看護師が働く場所(病院・クリニック・訪問看護等)の選択肢を俯瞰し、比較の観点を整理。職場変更を検討する際の地図として使えます。

対象:職場変更を考える看護師執筆・編集:ジョブエッジ看護編集部
看護師の働く場所の選び方

看護師が働く場所(病院・クリニック・訪問看護等)の選択肢を俯瞰し、比較の観点を整理。職場変更を検討する際の地図として使えます。

このテーマの記事を読む順番

次の記事を順に読むと、このテーマの条件を整理しやすくなります。

  1. 看護師の働く場所の選び方(この記事)
  2. 看護師の病院とクリニックの違い
  3. 訪問看護への転職
  4. 看護師の病院見学チェックリスト
  5. 職場の記事一覧

看護師の主な働く場所を一覧で整理する

看護師の主な働く場所を一覧で整理する
職場タイプ業務の特徴比較で確認したい点
急性期病院変化の大きい状態の患者が多い夜勤体制、教育、配属の流動性
回復期・慢性期病棟リハビリ・生活支援が中心1人あたり担当数、記録業務
クリニック・診療所外来中心、日勤が多い診療科目、オンコールの有無
訪問看護在宅で計画・記録・連携移動、単独訪問、オンコール
施設(老健・特養等)生活支援・慢性期ケア人員配置、夜勤の頻度
企業・学校等産業保健・学校保健対象人数、勤務時間の固定性

この表は「どこが合いそうか」を絞るための地図です。詳細は各タイプの個別記事で確認してください。

職場タイプごとに変わる5つの前提

施設名が違うだけでなく、看護師が判断する範囲、患者・利用者との関わり方、チーム構成が変わります。次の5項目をそろえてから比較します。

1. 対象者と関わる時間

急性期では状態変化への対応、回復期・慢性期では生活再建や長期的な変化、外来では限られた時間での情報収集が中心になりやすい傾向があります。訪問看護や施設では、本人だけでなく家族・介護職・地域の支援者との調整も業務に含まれます。

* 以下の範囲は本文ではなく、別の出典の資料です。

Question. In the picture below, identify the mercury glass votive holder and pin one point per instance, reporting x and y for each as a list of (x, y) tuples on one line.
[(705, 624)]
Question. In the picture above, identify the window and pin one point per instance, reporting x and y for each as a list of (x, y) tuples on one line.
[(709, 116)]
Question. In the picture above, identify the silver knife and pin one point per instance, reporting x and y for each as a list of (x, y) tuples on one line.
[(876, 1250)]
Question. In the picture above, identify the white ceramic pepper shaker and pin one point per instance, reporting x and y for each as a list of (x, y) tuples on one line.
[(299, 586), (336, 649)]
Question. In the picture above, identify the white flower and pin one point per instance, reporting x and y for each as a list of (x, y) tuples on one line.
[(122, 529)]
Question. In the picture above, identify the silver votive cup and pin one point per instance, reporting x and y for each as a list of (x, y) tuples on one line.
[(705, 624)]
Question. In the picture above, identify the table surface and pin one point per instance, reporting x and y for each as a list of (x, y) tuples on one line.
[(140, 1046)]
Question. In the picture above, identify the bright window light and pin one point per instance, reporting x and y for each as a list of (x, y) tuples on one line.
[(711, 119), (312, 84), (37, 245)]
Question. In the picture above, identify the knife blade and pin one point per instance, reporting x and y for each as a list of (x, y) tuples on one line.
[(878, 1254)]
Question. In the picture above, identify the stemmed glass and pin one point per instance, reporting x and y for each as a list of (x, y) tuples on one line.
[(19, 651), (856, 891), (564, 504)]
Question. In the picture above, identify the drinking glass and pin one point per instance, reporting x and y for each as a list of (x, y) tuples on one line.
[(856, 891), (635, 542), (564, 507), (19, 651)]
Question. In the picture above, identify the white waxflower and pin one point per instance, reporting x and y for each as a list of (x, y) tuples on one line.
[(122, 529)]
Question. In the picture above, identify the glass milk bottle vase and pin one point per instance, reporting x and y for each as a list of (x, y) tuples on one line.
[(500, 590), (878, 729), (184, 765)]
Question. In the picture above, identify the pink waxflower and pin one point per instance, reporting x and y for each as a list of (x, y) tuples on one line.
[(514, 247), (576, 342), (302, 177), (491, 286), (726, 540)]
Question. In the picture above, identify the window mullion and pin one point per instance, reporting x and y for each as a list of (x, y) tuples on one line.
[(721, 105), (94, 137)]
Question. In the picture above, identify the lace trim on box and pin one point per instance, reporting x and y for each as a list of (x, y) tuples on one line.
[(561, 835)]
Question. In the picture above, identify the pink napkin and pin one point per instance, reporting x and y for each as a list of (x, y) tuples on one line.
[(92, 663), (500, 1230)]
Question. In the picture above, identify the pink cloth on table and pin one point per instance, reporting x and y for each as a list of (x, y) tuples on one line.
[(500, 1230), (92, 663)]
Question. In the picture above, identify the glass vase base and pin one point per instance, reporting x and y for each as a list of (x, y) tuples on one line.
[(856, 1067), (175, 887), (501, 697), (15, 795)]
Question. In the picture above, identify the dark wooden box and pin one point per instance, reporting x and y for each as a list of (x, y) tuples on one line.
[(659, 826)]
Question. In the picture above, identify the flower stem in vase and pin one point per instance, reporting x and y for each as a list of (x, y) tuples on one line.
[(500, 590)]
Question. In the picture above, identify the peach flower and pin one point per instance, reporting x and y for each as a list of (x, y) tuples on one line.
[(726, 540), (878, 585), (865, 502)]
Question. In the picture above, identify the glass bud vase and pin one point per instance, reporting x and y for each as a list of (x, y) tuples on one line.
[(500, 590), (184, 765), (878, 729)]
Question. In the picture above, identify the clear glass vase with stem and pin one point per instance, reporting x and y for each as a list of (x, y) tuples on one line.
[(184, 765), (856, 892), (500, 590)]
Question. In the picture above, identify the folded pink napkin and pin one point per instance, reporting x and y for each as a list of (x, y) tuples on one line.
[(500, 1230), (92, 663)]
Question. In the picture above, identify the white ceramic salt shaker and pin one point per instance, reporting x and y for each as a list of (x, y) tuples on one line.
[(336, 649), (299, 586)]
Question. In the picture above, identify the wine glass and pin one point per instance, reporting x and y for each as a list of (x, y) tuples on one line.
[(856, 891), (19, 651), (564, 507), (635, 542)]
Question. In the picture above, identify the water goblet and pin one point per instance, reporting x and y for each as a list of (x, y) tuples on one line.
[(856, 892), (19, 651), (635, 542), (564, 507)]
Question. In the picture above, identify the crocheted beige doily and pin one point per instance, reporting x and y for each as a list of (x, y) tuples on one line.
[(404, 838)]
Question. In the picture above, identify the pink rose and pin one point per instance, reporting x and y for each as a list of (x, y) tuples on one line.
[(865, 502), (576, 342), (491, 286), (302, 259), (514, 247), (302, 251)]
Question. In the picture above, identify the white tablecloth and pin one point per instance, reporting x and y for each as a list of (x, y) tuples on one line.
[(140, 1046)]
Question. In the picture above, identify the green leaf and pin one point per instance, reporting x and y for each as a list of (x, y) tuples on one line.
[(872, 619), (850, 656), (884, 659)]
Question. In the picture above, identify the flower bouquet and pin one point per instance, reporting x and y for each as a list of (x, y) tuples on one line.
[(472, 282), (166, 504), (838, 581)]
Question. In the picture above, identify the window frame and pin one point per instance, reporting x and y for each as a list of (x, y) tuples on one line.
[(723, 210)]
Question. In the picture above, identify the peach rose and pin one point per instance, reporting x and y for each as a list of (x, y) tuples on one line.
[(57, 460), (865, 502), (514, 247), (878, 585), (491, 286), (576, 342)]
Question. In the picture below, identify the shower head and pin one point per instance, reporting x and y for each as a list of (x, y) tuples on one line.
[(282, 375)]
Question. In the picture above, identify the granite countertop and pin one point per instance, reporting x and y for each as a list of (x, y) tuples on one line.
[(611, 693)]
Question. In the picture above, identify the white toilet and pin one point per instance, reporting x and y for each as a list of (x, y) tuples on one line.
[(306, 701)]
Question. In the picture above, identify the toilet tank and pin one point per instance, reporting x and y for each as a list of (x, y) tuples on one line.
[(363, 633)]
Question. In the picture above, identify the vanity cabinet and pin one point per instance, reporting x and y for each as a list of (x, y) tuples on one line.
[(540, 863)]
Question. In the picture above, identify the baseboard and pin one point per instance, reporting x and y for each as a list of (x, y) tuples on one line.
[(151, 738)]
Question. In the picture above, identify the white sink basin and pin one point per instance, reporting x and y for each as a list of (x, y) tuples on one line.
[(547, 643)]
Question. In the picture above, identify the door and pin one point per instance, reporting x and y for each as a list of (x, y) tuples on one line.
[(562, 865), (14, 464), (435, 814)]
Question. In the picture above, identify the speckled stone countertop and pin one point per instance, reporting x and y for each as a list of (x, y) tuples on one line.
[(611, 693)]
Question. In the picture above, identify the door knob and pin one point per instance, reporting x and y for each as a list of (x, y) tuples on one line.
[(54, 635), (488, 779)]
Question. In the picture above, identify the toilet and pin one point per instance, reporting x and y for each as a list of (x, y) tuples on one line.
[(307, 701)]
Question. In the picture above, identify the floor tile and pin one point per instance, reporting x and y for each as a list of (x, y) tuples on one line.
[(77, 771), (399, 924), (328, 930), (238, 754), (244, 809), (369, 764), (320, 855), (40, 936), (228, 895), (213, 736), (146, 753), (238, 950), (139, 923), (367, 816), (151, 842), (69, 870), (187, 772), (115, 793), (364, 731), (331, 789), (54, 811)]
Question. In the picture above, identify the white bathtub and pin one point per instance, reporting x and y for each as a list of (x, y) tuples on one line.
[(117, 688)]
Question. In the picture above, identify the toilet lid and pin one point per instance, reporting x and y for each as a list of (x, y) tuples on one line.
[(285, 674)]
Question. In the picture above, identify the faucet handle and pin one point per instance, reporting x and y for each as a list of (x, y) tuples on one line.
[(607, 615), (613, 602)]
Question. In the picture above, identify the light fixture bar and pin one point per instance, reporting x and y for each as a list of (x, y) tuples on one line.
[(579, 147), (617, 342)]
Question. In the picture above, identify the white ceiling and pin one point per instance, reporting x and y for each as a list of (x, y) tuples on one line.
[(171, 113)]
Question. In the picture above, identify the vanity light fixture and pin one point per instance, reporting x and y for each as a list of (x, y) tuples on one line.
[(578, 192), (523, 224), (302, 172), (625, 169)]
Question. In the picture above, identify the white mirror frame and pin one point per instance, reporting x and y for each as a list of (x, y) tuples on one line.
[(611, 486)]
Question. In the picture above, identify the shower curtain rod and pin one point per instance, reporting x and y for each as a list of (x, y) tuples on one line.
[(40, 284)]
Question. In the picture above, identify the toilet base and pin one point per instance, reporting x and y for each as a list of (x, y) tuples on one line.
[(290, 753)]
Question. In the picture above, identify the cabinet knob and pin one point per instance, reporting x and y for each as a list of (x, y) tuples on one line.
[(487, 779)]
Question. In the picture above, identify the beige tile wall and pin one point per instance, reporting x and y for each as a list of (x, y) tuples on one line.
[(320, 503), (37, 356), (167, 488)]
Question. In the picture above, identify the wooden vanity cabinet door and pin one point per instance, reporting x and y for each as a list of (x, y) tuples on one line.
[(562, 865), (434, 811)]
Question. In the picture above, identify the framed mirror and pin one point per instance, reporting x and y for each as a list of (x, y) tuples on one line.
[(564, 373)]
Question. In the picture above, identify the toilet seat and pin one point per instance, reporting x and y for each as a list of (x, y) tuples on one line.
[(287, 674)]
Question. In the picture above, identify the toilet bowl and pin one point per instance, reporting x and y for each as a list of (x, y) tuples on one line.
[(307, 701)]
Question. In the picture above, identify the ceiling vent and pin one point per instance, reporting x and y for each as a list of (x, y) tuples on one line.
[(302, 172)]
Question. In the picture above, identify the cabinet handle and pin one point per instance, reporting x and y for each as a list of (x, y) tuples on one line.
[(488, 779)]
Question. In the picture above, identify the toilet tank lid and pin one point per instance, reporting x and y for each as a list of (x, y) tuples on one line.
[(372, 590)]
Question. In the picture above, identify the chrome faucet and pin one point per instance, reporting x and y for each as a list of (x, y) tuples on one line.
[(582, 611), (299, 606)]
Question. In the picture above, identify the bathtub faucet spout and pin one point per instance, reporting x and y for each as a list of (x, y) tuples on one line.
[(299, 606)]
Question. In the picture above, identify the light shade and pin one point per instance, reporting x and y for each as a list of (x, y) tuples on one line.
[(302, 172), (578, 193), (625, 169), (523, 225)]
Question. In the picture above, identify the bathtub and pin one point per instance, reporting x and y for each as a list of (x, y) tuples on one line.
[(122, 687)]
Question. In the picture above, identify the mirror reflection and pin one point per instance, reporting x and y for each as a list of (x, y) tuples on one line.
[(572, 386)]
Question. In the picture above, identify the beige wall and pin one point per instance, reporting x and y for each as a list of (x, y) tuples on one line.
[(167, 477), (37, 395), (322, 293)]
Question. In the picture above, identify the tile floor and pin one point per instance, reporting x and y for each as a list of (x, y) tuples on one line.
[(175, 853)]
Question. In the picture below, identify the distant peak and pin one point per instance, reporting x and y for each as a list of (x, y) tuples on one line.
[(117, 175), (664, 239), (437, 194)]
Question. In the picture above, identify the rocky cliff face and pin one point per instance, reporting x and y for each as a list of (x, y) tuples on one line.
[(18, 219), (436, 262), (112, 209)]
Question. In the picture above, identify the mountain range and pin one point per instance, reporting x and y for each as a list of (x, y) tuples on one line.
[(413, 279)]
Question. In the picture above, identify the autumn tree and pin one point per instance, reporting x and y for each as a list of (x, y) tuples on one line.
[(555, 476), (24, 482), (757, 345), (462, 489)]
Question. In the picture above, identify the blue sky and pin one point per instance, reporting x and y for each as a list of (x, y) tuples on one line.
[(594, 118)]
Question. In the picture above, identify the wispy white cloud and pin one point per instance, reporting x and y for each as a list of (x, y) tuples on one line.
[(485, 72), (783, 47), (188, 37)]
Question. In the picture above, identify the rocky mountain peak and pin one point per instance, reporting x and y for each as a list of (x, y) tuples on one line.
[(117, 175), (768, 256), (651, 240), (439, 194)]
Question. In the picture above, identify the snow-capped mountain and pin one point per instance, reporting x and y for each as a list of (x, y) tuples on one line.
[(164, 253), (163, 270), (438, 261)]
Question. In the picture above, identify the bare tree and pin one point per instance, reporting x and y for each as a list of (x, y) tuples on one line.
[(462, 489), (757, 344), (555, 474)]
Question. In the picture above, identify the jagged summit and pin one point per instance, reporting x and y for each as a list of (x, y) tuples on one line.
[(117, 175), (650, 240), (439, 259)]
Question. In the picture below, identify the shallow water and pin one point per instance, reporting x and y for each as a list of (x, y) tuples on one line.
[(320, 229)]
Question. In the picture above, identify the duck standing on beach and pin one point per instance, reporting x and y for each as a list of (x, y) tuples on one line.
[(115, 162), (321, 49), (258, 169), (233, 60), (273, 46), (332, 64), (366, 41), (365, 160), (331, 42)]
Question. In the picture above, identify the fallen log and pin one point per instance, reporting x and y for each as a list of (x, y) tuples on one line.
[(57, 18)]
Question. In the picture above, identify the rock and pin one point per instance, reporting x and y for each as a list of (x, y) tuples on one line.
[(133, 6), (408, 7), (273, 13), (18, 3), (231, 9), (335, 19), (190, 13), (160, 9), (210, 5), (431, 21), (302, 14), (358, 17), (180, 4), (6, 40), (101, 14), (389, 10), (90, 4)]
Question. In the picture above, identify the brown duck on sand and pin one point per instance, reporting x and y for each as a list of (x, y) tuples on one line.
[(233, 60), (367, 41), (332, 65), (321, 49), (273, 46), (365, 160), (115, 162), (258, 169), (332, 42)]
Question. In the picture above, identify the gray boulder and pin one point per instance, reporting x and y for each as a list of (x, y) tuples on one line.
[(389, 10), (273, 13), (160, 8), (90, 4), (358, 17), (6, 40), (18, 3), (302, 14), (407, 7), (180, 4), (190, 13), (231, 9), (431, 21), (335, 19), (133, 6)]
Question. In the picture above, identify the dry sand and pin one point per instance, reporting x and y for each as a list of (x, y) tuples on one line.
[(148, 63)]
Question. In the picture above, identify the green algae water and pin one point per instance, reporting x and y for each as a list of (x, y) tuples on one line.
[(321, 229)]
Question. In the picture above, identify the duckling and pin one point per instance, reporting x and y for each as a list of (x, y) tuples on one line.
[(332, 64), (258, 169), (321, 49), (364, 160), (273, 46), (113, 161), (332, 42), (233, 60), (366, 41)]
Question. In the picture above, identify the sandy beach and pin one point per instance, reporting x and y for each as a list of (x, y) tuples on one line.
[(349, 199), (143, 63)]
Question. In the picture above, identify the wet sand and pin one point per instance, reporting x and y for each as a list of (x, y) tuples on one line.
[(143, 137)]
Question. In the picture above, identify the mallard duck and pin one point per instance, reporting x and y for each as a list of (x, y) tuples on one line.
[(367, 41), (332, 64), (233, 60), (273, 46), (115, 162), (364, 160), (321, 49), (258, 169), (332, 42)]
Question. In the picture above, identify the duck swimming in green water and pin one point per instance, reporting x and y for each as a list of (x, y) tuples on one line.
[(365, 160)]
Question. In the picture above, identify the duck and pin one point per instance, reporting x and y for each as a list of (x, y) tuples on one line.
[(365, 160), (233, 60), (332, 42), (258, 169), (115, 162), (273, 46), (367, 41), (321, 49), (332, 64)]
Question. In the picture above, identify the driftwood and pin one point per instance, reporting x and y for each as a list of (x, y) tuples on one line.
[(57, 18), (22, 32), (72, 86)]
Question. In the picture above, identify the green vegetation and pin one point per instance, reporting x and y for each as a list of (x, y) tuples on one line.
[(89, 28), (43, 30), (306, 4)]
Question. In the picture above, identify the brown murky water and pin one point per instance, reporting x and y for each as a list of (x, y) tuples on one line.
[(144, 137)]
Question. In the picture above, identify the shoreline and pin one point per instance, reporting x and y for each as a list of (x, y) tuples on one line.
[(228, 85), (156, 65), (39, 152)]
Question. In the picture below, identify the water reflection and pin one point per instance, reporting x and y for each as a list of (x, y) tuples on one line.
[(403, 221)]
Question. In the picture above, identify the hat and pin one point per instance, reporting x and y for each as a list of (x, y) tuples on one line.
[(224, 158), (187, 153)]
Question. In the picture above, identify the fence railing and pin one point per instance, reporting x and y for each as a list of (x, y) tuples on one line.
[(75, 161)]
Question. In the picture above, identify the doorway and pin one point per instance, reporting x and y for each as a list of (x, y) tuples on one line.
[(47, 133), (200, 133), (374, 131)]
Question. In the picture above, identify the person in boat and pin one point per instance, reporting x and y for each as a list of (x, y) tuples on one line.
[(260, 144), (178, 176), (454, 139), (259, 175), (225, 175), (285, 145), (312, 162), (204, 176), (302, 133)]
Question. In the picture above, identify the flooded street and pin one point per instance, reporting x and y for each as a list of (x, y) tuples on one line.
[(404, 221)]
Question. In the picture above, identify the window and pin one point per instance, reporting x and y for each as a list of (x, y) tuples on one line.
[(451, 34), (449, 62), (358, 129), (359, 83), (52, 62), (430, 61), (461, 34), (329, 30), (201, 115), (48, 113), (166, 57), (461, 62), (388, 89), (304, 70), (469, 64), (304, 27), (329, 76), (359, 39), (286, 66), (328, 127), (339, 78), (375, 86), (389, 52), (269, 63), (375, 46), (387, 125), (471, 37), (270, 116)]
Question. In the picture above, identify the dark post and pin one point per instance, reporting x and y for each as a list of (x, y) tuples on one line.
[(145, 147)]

「患者層」だけでなく、1日に関わる人数、1人あたりの時間、継続して担当する期間を確認してください。

2. 一人で判断する場面と相談先

病院内では同じ部署の看護師や医師へ相談しやすくても、訪問や小規模事業所ではその場に医療職がいないことがあります。一方、病院でも夜勤や休日は人員が少なくなります。

  • 判断に迷ったときの連絡順
  • 急変時の医師・管理者への連絡方法
  • 新人が単独業務を始める基準
  • 夜間・休日のバックアップ

「相談できますか」ではなく、「直近の事例では誰へ、どの手段で連絡したか」まで聞くと運用が見えます。

3. 記録・連携・移動に使う時間

看護業務は直接ケアだけではありません。電子カルテ、計画書、報告書、多職種との連絡、訪問先への移動などの時間も含めて1日の流れを見ます。

3. 記録・連携・移動に使う時間
職場タイプケア以外で確認したい時間
病院申し送り、入退院調整、委員会、記録
クリニック診療準備、電話対応、清掃、受付補助
訪問看護移動、計画書・報告書、連絡調整
介護施設介護職との情報共有、受診調整、家族連絡
企業・学校面談記録、集計、関係部署との調整

勤務時間内に記録時間が確保されているか、終業後にまとめて記録する運用になっていないかを見学で確認します。

4. 勤務時間と突発対応

「日勤のみ」でも、診療終了後の片付け、土曜勤務、早番・遅番、オンコールがある場合があります。反対に夜勤のある病院でも、夜勤回数や応援体制が安定していれば生活を組み立てやすい場合があります。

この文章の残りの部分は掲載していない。